I'd like to begin shooting something that closely approximates the M118LR round used by US forces in their M1A/M14/M21/M25 type rifles. M118LR is hard to come by on this side of the border (at least it is for me; I'm open to leads if anyone knows of a good supplier!) so I'm planning on duplicating the load myself.

Searching various M1A-related posts on the web, I've found a few good ideas:

1 - 42.5gn Varget, 175gn SMK, 2.800-2.830" COAL (2.830" preferable)
This load was proposed as a substitute for the M118LR round, using what one forum member had on hand.

2 - 43gn RL15, 175gn SMK, 2.800-2.830" COAL (2.830" preferable)
This load was the median of 3 disassembled genuine M118LR rounds from Lake City in 2003, posted by one member of another forum.

Further to these, I found a few loads that I might play with as well:

3 - 42gn 4895, 168 SMK, 2.830" COAL - M852 MATCH
4 - 41.5gn 4064, 168 SMK, 2.830" COAL - reportedly very accurate, but no stated military equivalent.

For those who reload for their M14s/M1A style rifles, what are your thoughts on these load workups?
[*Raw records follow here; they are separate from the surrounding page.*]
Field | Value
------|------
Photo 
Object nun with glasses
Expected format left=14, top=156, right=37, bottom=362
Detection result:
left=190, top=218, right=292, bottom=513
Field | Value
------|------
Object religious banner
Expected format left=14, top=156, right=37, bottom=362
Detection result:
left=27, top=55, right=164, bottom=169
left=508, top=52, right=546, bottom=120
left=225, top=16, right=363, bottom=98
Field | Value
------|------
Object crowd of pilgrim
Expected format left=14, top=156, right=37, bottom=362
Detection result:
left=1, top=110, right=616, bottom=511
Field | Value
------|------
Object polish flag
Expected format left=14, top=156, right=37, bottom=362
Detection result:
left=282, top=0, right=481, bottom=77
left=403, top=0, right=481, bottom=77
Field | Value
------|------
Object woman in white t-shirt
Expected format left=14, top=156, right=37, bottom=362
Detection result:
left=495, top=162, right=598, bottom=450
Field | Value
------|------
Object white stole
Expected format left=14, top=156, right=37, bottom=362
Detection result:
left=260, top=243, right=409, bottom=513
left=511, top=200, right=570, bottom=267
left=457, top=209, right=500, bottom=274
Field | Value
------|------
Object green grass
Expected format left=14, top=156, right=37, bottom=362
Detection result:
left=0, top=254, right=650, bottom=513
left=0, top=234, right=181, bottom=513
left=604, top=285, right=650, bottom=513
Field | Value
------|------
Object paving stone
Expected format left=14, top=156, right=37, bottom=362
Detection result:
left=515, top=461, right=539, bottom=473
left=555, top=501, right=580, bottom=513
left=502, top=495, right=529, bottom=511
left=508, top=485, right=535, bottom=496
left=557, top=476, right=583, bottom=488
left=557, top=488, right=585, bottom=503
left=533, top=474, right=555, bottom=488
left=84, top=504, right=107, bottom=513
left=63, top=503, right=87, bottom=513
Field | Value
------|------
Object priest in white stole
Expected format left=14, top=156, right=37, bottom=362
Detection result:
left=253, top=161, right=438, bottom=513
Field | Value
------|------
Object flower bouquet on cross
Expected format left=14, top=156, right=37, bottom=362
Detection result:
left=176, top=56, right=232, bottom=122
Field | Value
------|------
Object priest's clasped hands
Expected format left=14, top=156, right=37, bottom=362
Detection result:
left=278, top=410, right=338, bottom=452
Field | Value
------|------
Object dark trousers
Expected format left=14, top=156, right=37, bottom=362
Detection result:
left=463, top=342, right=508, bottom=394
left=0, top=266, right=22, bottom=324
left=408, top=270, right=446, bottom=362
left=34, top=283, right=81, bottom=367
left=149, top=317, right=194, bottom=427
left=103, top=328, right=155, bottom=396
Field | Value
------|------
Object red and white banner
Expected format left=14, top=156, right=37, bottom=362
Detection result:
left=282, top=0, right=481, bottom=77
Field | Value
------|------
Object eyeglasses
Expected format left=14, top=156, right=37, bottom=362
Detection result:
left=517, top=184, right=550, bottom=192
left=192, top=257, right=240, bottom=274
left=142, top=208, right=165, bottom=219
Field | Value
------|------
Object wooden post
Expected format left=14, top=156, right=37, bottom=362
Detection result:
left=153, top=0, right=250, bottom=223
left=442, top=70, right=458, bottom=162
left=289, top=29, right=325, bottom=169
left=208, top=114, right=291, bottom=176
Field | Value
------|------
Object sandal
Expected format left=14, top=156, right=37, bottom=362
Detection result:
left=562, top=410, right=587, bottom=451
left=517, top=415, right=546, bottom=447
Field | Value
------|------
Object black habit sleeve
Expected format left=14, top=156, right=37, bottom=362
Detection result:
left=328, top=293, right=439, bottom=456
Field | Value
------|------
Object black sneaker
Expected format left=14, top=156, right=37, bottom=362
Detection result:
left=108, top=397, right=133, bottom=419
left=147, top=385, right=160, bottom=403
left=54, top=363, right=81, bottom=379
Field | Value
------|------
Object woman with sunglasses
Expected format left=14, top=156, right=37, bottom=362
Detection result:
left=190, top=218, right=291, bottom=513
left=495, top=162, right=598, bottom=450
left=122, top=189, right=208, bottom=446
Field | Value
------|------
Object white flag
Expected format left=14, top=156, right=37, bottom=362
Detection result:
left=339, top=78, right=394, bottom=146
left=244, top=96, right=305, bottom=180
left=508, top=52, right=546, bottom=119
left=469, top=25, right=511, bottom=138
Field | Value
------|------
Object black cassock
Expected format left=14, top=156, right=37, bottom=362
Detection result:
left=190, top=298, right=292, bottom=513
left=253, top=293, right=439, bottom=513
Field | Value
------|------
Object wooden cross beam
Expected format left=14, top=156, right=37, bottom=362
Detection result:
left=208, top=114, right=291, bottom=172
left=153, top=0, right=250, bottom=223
Based on my experience with my bolt-gun in .308 (Savage Model 10 FCP HS Precision, 45gn Varget, 165 GameKing, 2.710" COAL - a seated-short, ultra-dependably feeding round I use for hunting) these loads don't seem unreasonable given the added thickness of most military brass. I would be loading all of these into Lake City LC06, 07, 08 brass - of which I have approximately 1,000 pieces.
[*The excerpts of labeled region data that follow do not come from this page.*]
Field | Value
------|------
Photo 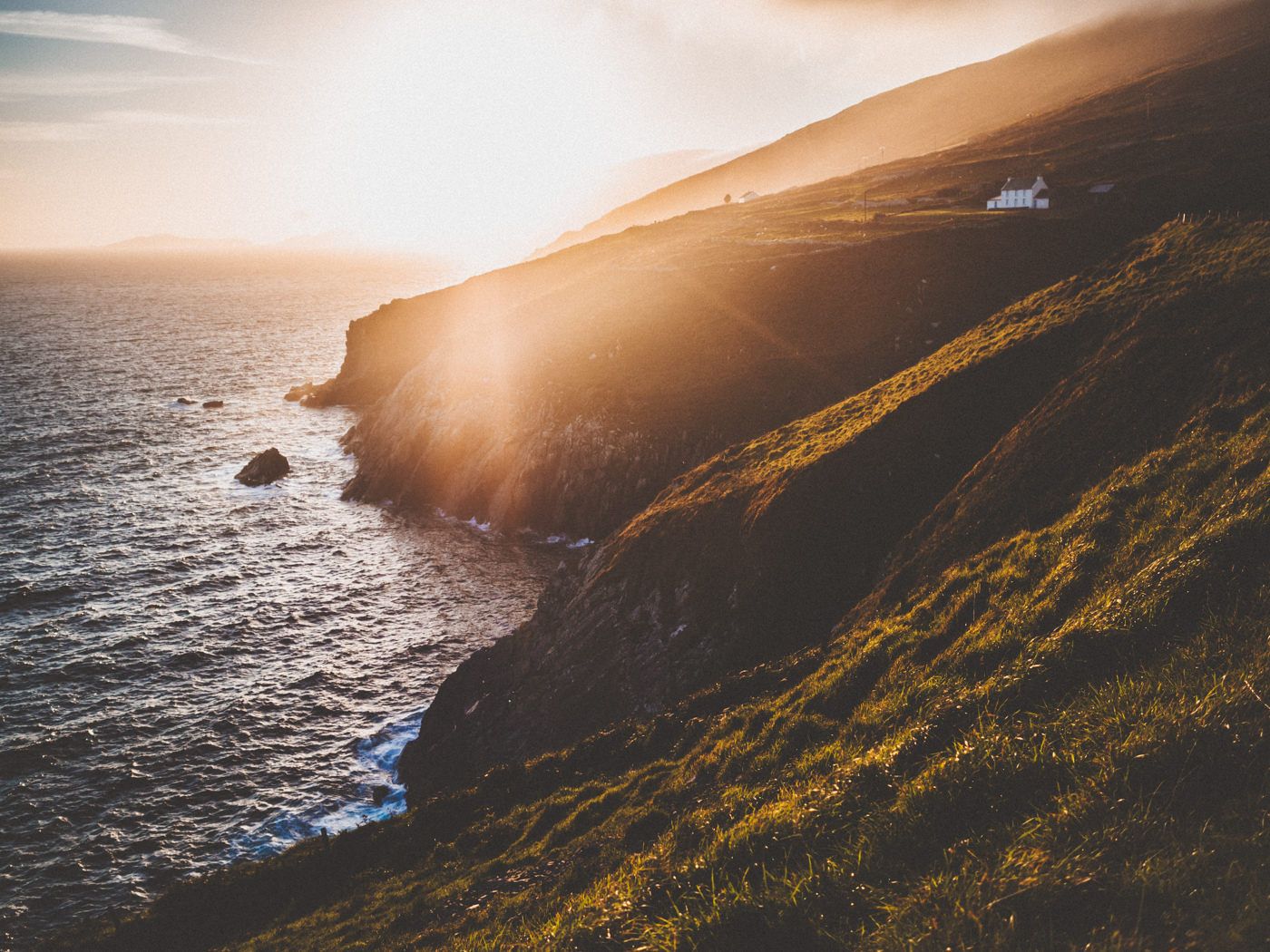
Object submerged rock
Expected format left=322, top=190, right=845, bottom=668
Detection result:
left=234, top=447, right=291, bottom=486
left=282, top=380, right=318, bottom=403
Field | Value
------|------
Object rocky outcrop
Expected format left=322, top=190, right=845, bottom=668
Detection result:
left=322, top=212, right=1129, bottom=539
left=400, top=225, right=1270, bottom=799
left=282, top=380, right=318, bottom=403
left=234, top=447, right=291, bottom=486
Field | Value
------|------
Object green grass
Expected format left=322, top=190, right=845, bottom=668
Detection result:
left=57, top=223, right=1270, bottom=949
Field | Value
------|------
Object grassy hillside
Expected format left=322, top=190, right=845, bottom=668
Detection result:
left=542, top=3, right=1270, bottom=254
left=307, top=35, right=1270, bottom=539
left=63, top=221, right=1270, bottom=949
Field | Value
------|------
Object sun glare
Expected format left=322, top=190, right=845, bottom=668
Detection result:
left=299, top=5, right=622, bottom=265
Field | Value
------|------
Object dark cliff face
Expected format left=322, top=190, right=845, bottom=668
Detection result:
left=401, top=225, right=1270, bottom=799
left=310, top=37, right=1270, bottom=539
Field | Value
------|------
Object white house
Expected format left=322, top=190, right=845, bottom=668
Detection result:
left=988, top=175, right=1049, bottom=210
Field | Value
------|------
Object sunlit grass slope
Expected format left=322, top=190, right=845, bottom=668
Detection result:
left=59, top=222, right=1270, bottom=949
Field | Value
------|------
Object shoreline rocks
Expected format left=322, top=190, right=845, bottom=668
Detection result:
left=234, top=447, right=291, bottom=486
left=282, top=380, right=318, bottom=403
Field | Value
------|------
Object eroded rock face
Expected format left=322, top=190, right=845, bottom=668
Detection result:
left=322, top=219, right=1138, bottom=539
left=234, top=447, right=291, bottom=486
left=282, top=380, right=318, bottom=403
left=399, top=226, right=1270, bottom=801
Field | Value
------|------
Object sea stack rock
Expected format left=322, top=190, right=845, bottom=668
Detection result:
left=234, top=447, right=291, bottom=486
left=282, top=380, right=318, bottom=403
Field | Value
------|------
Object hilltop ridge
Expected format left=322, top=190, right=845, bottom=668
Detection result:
left=58, top=219, right=1270, bottom=949
left=536, top=3, right=1270, bottom=255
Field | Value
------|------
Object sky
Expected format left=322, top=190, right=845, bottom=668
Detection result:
left=0, top=0, right=1163, bottom=264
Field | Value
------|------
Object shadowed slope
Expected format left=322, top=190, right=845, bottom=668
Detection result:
left=321, top=29, right=1270, bottom=537
left=61, top=216, right=1270, bottom=952
left=401, top=216, right=1270, bottom=792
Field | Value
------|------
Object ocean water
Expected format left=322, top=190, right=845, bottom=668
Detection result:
left=0, top=255, right=560, bottom=948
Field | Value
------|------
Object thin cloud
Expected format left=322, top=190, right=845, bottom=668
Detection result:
left=0, top=73, right=210, bottom=102
left=93, top=109, right=241, bottom=126
left=0, top=10, right=259, bottom=63
left=0, top=121, right=93, bottom=142
left=0, top=109, right=241, bottom=142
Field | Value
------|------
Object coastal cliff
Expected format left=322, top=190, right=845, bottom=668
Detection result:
left=400, top=216, right=1270, bottom=801
left=62, top=219, right=1270, bottom=952
left=330, top=216, right=1123, bottom=539
left=308, top=24, right=1270, bottom=539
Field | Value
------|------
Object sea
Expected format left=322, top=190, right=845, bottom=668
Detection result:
left=0, top=253, right=562, bottom=949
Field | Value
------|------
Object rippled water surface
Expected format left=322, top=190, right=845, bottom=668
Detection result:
left=0, top=255, right=558, bottom=948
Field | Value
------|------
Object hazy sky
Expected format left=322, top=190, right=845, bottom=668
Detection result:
left=0, top=0, right=1163, bottom=261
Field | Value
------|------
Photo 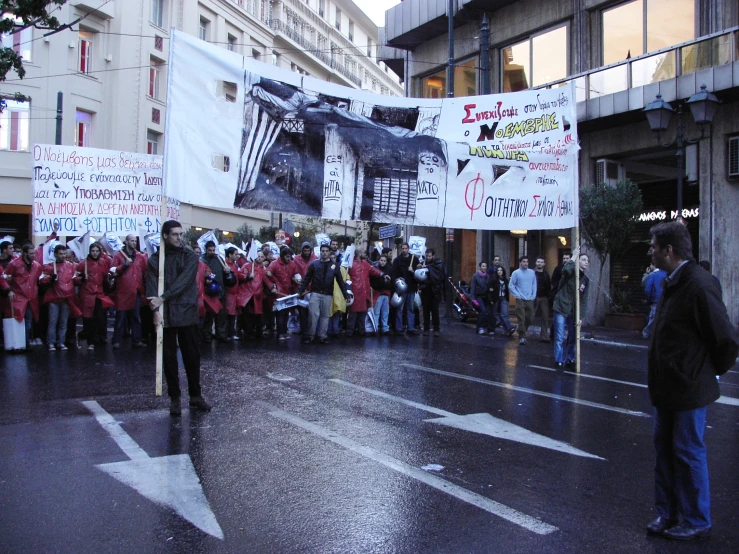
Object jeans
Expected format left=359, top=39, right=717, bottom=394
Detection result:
left=162, top=325, right=200, bottom=398
left=554, top=312, right=575, bottom=364
left=395, top=292, right=416, bottom=333
left=654, top=407, right=711, bottom=529
left=113, top=295, right=141, bottom=344
left=516, top=298, right=534, bottom=338
left=308, top=292, right=332, bottom=339
left=493, top=296, right=513, bottom=332
left=641, top=302, right=657, bottom=339
left=375, top=294, right=390, bottom=333
left=46, top=300, right=69, bottom=346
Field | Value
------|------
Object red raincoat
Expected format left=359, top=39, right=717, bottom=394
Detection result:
left=75, top=256, right=114, bottom=317
left=349, top=260, right=382, bottom=312
left=2, top=256, right=41, bottom=321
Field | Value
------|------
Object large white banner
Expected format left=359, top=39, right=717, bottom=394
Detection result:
left=164, top=31, right=579, bottom=229
left=33, top=144, right=180, bottom=237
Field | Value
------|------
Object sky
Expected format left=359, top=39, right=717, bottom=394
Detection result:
left=354, top=0, right=400, bottom=27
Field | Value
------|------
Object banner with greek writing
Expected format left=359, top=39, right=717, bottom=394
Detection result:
left=33, top=144, right=180, bottom=237
left=164, top=31, right=579, bottom=229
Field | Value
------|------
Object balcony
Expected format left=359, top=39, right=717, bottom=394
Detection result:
left=536, top=27, right=739, bottom=121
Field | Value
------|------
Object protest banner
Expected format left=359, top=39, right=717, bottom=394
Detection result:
left=164, top=31, right=579, bottom=229
left=32, top=144, right=180, bottom=237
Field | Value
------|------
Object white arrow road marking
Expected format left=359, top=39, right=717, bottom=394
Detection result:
left=529, top=365, right=739, bottom=406
left=400, top=364, right=649, bottom=417
left=257, top=401, right=558, bottom=535
left=329, top=379, right=605, bottom=460
left=82, top=400, right=223, bottom=539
Also, two final questions for the M1A reloading gurus - should I bother using a small base die, and do you recommend using a cannelured bullet in lieu of the MatchKing/GameKing type projectiles? Anyone getting by perfectly well without a small-base die (I assume so, since the Norc M14s rifles aren't known for ultra-tight chambers) and without recoil-induced bullet shift?

I'm not a reloading rookie, I just haven't loaded for an autoloading rifle before... plenty of .45ACP for my pistols though!

Thanks in advance!
-M
 
I wouldn't use Varget, or Rl15. I personally prefer H4895.
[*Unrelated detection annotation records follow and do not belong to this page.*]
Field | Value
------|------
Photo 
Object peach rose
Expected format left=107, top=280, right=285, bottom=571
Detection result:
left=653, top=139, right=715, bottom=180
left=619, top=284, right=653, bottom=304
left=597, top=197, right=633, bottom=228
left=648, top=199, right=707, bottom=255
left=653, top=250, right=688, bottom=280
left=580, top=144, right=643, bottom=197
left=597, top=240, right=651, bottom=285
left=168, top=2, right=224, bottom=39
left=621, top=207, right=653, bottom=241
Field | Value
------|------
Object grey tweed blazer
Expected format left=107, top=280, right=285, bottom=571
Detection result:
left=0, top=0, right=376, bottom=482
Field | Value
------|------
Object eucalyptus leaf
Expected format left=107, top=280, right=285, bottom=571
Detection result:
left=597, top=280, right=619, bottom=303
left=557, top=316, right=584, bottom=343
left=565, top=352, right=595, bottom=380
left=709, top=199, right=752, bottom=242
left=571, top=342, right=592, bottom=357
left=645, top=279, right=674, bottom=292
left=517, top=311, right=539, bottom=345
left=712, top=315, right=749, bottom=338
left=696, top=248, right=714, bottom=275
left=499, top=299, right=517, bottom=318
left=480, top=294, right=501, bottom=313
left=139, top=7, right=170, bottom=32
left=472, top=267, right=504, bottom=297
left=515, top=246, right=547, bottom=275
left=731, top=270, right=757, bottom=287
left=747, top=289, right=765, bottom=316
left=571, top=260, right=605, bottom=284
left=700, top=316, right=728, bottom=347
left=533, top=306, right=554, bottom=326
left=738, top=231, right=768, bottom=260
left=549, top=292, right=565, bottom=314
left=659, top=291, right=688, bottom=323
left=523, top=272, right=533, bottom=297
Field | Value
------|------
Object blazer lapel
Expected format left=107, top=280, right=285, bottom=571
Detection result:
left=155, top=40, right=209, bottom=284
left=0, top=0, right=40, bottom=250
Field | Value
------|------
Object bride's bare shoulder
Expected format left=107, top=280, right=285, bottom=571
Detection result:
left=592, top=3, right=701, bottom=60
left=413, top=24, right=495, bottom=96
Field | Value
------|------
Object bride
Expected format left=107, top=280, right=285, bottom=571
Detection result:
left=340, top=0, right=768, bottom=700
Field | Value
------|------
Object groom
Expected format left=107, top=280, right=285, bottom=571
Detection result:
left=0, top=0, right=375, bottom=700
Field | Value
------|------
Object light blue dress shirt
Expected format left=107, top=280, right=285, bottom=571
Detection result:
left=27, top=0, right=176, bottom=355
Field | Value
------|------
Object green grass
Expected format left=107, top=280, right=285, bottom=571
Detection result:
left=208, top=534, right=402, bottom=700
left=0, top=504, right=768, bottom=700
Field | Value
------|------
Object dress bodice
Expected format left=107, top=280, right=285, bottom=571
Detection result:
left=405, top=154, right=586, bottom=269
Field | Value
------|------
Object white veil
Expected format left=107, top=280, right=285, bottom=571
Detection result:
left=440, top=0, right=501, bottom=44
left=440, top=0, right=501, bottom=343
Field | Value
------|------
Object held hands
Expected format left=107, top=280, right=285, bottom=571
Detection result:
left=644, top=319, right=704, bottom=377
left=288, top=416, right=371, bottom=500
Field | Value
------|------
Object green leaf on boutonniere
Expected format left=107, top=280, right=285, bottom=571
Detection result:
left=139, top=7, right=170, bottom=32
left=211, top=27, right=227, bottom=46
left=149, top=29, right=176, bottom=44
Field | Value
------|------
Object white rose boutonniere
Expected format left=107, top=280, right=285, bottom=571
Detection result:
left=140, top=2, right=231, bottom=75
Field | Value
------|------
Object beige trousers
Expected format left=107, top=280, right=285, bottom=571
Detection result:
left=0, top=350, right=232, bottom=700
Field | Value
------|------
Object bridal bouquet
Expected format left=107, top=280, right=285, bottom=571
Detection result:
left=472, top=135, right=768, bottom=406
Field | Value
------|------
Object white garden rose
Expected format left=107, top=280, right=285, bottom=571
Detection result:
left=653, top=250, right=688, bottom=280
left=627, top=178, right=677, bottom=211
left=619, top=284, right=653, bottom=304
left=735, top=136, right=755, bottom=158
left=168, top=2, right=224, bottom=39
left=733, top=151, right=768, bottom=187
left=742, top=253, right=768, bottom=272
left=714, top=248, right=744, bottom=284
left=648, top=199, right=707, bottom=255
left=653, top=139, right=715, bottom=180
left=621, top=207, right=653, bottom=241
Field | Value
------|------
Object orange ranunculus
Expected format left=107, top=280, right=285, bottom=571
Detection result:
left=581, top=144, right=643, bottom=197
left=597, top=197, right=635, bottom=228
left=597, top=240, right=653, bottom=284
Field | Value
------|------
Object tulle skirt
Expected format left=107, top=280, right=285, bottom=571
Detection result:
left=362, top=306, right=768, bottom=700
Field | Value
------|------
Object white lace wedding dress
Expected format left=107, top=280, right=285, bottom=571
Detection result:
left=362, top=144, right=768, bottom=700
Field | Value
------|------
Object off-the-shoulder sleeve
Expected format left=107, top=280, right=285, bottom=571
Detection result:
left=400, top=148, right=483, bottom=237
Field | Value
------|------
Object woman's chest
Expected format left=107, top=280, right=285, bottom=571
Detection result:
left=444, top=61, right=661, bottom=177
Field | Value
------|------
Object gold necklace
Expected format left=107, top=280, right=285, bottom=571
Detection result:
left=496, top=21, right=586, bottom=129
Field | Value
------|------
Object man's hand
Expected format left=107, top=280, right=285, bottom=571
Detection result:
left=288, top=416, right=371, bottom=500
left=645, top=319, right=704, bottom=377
I also wouldn't shoot a bunch of m118LR type loads in my m14. There is discussion about its ill effects on the oprod, and I see no real upside as I do not shoot my m14s past 500m.

Start with this if you want an accuracy load:
http://www.zediker.com/downloads/14_loading.pdf
powder has changed a bit since then, and your brass will differ, but it is a good start.

If you want a plinking load, start with the cheapest conical 30 cal tips you can find, and the lower end of a H4895 charge.

As for tips, I mostly use 168 gr SMKs, but have used a variety of different 150, and 165 gr hunting tips.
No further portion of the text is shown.